Twisted Fables 1B – Process and Final

PROCESS

I used digital compositing and manipulating to combined all the images together. The images I used are captured from camera and then put together with photoshop to create the composite.

I borrowed the hands of my friends and screenshots from the app to create the images. In case you’re wondering, yes, the guy in the shirts is me.

FINAL OUTCOME

I built on my previous assignment concept of the fable of Wolf In Sheep and introduced colors into the frame.

These two comic panel tells the story of a wolf who lures unsuspecting sheep with this Herdr profile of a charming young and sweet sheep. Once he agrees to meet them, he lures them into a romantic candle lit dinner where he attacks and then dines on his unsuspecting victims.

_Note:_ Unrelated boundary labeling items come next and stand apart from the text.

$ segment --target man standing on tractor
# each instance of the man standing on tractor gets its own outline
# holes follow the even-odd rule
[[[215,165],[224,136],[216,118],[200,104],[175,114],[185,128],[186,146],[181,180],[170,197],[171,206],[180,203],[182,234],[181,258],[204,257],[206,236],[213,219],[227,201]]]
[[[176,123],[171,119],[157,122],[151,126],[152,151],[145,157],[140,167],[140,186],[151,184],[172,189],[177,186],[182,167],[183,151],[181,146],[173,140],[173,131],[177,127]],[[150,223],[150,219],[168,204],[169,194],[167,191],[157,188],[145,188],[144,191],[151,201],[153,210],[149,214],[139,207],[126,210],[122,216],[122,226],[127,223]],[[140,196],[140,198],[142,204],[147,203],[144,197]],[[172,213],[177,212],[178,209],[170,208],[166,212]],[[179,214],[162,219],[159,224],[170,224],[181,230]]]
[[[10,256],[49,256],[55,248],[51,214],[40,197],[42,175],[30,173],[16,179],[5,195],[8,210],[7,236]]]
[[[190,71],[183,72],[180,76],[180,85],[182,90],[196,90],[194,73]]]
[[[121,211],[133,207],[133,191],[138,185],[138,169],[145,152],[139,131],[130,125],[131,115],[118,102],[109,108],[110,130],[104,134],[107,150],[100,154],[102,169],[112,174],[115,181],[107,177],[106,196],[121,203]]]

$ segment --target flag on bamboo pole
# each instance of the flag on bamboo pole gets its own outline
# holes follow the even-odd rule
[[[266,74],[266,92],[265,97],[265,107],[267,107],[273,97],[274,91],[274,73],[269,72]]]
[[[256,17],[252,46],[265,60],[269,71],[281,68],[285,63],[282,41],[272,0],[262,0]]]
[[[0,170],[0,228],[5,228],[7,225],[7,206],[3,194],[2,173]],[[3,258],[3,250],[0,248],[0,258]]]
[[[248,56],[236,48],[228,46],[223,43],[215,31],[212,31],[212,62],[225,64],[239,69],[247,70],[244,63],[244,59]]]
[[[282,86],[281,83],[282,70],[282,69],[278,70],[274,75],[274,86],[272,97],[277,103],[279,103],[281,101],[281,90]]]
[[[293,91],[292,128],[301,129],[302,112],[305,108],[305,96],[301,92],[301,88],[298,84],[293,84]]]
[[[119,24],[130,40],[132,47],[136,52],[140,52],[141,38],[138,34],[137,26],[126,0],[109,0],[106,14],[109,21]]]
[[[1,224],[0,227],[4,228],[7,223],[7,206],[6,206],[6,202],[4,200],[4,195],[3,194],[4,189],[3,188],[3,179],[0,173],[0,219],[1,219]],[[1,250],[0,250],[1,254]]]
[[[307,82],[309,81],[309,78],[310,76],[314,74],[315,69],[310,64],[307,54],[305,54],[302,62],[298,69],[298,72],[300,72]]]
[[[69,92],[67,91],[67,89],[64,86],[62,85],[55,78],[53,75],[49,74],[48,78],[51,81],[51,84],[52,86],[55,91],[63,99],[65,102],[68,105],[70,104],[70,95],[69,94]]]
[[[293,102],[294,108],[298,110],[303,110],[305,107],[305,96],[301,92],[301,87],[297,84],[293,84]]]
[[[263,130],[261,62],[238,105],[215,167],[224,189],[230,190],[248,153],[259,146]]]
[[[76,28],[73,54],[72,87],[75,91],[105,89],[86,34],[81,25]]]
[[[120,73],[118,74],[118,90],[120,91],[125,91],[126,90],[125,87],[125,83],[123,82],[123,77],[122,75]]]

The first frame is a developed concept from the previous assignment. This frame tells the story of an innocent viewer looking at what seems to be a nice young sheep. However, glitching out – it features the true identity of a malicious wolf.

It features a lot more mise-en-scene than the previous (as per feedback)

1.
 White Shirt – Represents purity and innocence. Also matches the pelt/wool of the sheep.  A shirt is a lot more formal, proper and smarter than a tee shirt.
2. Red Flowers – Juxtaposes against the white shirt, represents love and romance. Which is what Herdr (the animal version of Tinder) represents.
3. Sheep – Represents innocence and naïveté.
4. Wolf – Represents malevolence and juxtaposes the innocence of the sheep.
5. Red Shirt, Knife and Blood Stains – Emphasizes the underlying violence and death.

This panel shows viewer and the wolf over a candle-lit dinner. The viewer sees an empty plate, but the dimly lit situation seems a little eerie. Oh, is that blood stains or ketchup on his shirt? Hmm. 

It features the following mise-en-scene elements.
1. Red Shirt – Emphasizes violence and adds an uneasy vibes of malevolence. The similar red shirt from the previous panel lets the viewer draw the connection that this is the character we thought we saw.
2. Heavy vignetting – Builds an uneasy feeling as the viewer is forced to draw everything from what little he/she can see.
3. Wolf head – Emphasizes the person sinister character.
4. Empty plate – It adds a sense of uneasiness to the frame, there is a dinner plate, but why is it empty? Maybe because the viewer is what’s for dinner?

Reflection

This is was quite a fun project, I took most of the elements from photographs I had and snapped pictures of things from around the house. Overall I liked how it turned out!